Il passato di colpo parve incombere su Gundersen come una parete di roccia. Immagini spezzate, allucinatorie, gli assalirono la mente. Antichi scandali, da tempo dimenticati o soppressi, balzarono a nuova vita. Questa la stazione dei serpenti? Questo rudere? Questo il luogo di peccati privati, lo scenario di tante cadute dallo stato di grazia? Gundersen sentì che le sue guance diventavano rosse. Scivolò dalla schiena del nildor e camminò incerto fino all’edificio. Si fermò un momento sulla porta, guardando dentro. Sì, ecco le tubature sospese, i canaletti attraverso cui era fluito il veleno estratto, le apparecchiature di raffinazione ancora al loro posto, per metà divorate dal calore, dall’umidità, dall’abbandono. C’era l’ingresso per i serpenti della giungla, attirati dalla musica aliena a cui non sapevano resistere, e qui venivano munti del loro veleno, e qui… e qui…

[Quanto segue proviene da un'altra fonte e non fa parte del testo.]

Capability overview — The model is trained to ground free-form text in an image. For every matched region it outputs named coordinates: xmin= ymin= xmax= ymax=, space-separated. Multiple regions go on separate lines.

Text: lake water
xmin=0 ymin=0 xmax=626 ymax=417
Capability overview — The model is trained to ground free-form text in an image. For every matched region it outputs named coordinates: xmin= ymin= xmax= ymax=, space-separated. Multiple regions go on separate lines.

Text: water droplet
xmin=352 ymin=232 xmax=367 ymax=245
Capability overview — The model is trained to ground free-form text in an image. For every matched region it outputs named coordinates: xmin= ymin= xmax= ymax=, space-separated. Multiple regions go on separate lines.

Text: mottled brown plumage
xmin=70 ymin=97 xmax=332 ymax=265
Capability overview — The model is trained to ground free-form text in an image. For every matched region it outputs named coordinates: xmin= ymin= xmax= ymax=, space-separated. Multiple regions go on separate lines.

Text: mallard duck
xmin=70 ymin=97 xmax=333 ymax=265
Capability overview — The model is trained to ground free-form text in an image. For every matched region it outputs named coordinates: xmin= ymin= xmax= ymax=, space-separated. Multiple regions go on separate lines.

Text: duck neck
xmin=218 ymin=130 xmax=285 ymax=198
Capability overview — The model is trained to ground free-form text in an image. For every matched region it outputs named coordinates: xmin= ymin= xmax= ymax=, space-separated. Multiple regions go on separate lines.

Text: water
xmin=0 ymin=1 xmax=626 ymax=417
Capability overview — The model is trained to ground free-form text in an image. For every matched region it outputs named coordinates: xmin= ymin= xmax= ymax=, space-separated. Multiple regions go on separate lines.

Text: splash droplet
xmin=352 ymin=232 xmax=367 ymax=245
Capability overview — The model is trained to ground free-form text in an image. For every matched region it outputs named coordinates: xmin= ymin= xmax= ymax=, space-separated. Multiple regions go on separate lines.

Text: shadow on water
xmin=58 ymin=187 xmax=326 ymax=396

Gundersen gettò un’occhiata a Srin’gahar. Gli aculei sulla cresta del nildor erano ritti: un segno di tensione, un segno forse di vergogna condivisa. Anche il nildor possedeva ricordi di quell’edificio. Gundersen entrò nella stazione, spingendo la porta semiaperta. Si staccò dai cardini, e un tremito musicale, whang whang whang , riverberò per tutto lo sferico edificio, spegnendosi in un tintinnio sommesso, confuso. Whang , e Gundersen risentì la chitarra di Kurtz, e gli anni svanirono e tornò a essere un nuovo venuto sul Mondo di Holman, in procinto di iniziare il suo primo periodo alla stazione dei serpenti, assegnato finalmente a quel luogo che era la fonte di tante chiacchiere. Sì. Dal sudario delle memorie giunse l’immagine di Kurtz. Eccolo, in piedi appena al di fuori della porta della stazione, incredibilmente alto, l’uomo più alto che Gundersen avesse mai visto, con un grande cranio pallido, calvo ed enormi occhi scuri incassati sotto arcate sopraccigliari da uomo primitivo, e un sorriso di denti scintillanti che andava da un’orecchia all’altra. La chitarra fece whang e Kurtz disse: — Troverai tanti motivi di interesse qui, Gundy. Questa stazione è un’esperienza unica. Abbiamo sepolto il tuo predecessore una settimana fa. — Whang. - Naturalmente devi imparare a stabilire una distanza fra te stesso e quello che succede qui. Questo è il segreto per mantenere la propria identità su un mondo alieno, Gundy. Comprendere l’estetica della distanza: tracciare una linea di confine attorno a se stessi e dire al pianeta: fin qui puoi arrivare e consumarmi, non oltre. Altrimenti il pianeta alla fine ti assorbirà e ti renderà parte di sé. Sono stato chiaro?